Why pirated Vista has Microsoft champing at BitTorrent

26.01.2007

The pirates that cracked early copies of Vista all sidestepped Microsoft's latest antipiracy technology, the Software Protection Platform. SPP is supposed to shut down any copy of Vista not registered to Microsoft over the Internet with a legitimate, paid-up license key within the first 30 days.

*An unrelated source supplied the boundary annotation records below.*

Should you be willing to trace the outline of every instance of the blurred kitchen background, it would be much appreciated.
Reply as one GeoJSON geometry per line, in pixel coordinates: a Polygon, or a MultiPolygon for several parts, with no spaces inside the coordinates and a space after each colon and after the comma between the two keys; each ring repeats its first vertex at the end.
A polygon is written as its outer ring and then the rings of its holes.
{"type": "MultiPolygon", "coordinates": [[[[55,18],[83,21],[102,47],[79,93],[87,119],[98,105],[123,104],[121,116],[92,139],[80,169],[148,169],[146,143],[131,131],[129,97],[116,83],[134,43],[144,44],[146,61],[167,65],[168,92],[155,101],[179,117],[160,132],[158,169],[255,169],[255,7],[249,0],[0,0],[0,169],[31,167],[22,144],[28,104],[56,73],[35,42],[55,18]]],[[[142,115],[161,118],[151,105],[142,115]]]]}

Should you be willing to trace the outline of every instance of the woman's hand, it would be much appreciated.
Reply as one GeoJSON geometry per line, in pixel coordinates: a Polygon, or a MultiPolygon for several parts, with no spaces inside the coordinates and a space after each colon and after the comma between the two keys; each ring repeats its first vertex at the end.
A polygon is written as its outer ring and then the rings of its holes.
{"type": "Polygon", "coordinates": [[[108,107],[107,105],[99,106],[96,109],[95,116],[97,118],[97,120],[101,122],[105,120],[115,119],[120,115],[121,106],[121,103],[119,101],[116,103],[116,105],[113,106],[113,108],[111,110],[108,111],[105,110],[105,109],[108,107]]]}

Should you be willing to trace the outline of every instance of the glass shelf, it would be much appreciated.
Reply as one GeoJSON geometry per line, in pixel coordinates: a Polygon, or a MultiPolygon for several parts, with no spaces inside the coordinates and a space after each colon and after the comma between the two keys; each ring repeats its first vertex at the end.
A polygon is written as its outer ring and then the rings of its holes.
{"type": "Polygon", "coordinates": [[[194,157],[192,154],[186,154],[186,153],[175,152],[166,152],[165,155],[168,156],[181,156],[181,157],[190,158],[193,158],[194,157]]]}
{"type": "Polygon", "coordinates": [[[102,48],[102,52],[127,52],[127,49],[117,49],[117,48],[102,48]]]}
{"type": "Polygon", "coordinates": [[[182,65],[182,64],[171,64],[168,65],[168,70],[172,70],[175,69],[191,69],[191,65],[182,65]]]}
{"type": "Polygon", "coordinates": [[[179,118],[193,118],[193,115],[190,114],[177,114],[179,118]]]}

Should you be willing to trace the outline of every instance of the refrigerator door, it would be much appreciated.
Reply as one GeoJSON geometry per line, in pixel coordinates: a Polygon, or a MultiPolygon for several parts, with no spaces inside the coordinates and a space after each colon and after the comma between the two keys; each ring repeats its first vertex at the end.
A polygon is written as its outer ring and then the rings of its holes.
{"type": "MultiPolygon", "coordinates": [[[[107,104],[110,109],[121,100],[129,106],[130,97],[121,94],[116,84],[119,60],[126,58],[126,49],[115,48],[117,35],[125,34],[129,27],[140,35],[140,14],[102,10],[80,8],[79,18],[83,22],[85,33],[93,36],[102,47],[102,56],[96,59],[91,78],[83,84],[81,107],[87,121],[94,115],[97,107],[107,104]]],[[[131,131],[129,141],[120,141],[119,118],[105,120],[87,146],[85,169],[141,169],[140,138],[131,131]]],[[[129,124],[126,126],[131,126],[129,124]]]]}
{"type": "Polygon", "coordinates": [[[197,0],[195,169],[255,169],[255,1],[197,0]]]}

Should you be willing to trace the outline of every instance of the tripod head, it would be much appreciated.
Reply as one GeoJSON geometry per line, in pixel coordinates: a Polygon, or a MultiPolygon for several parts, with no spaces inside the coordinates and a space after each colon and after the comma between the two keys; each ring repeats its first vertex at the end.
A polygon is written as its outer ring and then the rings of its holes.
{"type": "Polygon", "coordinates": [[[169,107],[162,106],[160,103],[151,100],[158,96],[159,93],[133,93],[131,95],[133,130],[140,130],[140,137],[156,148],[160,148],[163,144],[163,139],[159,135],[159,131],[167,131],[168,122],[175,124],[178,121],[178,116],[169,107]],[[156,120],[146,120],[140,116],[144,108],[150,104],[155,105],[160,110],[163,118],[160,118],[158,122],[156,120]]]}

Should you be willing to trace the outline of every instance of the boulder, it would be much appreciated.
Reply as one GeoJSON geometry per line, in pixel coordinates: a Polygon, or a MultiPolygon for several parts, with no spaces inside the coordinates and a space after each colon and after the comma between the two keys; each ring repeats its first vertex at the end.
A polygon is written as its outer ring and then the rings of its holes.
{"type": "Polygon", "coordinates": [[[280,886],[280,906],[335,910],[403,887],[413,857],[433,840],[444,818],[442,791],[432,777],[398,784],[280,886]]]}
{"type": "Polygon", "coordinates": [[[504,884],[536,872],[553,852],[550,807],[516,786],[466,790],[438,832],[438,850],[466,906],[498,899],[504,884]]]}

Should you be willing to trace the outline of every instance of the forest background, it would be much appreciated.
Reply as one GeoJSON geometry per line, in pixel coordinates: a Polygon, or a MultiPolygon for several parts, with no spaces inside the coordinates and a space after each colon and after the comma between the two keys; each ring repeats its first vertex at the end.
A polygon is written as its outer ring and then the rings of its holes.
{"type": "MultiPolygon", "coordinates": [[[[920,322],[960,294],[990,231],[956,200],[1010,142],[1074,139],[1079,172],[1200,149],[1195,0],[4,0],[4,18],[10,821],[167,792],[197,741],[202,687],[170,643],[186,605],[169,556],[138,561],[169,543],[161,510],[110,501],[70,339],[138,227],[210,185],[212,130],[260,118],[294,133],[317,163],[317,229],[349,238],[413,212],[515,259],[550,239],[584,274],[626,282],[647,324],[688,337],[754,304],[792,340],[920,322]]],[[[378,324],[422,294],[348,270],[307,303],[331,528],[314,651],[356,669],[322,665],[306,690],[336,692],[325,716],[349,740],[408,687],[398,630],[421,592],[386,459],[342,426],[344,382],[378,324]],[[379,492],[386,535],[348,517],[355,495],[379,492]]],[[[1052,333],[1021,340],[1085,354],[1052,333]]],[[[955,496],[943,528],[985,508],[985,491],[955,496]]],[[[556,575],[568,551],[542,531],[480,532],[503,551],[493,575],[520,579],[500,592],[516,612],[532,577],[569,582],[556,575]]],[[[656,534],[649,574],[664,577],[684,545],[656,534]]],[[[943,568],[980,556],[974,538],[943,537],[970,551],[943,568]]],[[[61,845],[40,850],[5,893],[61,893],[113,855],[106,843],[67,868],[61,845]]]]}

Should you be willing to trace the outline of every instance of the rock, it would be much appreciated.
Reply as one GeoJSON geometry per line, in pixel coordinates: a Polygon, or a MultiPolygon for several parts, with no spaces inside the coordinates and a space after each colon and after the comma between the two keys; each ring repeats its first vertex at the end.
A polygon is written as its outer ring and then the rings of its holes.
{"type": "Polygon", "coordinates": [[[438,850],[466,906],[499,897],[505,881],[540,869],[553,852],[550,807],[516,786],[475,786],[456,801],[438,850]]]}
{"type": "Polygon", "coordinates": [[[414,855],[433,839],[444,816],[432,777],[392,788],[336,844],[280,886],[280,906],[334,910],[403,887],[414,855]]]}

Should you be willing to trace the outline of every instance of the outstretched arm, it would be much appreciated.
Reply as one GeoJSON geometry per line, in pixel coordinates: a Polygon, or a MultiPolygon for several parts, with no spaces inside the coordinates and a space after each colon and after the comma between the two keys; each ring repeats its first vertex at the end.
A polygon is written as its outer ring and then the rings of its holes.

Microsoft has quietly admitted that it has already found three different workarounds to SPP. It says it can defeat one, dubbed the Frankenbuild because of its cobbling together of code from beta and final versions of Vista. It hasn't yet announced success against several other cracks, including one seemingly inspired by Y2k, which allows Vista to run unactivated until the year 2099 rather than for just 30 days.

"Pirates have unlimited time and resources," BayTSP's Ishikawa says. "You can't build an encryption that can't be broken."

Microsoft popular with pirates

According to BayTSP's most recent figures from 2005, six out of the 25 most widely pirated software packages on BitTorrent and eDonkey, another P2P network, originated at Microsoft. Office 2003 was the second most-pirated software behind Adobe Systems Inc.'s Acrobat 7. Other widely pirated Microsoft software includes InfoPath 2003, FrontPage 2003, Visio 2003, Office XP and Windows XP.